Say the word “budget,” and people’s eyes glaze over. I know. I see it happening right now. But before you stop reading, let’s try this – do you know where your paycheck goes every month? Would you like to know how much you have left to say, go to a movie?

Planning how you’re going to spend your money and knowing where it actually ends up is all a part of budgeting. If you make a promise to a friend to go see a movie but end up spending your ticket money on a new pair of sunglasses, you’re going to end up with a disappointed friend and a broken commitment. But what if there was more on the line?

On a (much) larger scale, advocacy focused on national government budgets gives civil society groups an opportunity to hold governments accountable for how public resources are spent. From tracking government funding for contraceptives in Kenya to helping districts budget for robust family planning programs in Tanzania; civil society groups are increasingly working to better influence government budgets for reproductive health through an approach known as budget advocacy.

Why is budget advocacy important?

To know what a government truly prioritizes, we must follow the money. Government officials can vocalize support for women’s health every day, but without committed financial backing, they won’t get results.  Money is needed to buy commodities, train staff and support clinics and health workers.

Saying family planning is a priority isn’t enough. How do citizens know that a government fulfilled its commitment? This is where budget advocates come in—to mobilize resources, assess how money has been dedicated to a given purpose, how much of this was actually spent as planned, and whether this was done efficiently.

Beyond determining what is being spent and by whom, examining national budgets enables groups to ask several critical questions:

  • How well does a government prioritize FP/RH?
  • Is funding increasing over time?
  • Is spending equitable, or based on needs?
  • Are the interventions being funded the most cost effective?

Budget advocacy can be used to hold national governments and donors accountable. In Tanzania and Kenya, PAI is currently working with partners to investigate whether or not each government has spent the money it allocated to their contraceptive budget line.
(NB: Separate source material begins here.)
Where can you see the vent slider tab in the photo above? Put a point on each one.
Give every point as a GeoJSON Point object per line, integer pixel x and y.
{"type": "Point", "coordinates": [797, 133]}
Since government funding can come from a mixed bag of sources, budget advocacy can also be applied to donor funding and government budgets at the national and sub-national level. Whenever there is money moving from one source to another, there is an opportunity for budget advocates to influence, monitor and assess spending.

In the next few months, we will be taking terms like allocation and expenditure from jargon to real-life applications as we blog about the growing world of budget advocacy and highlight different approaches, projects and civil society groups that have incorporated this strategy into their work.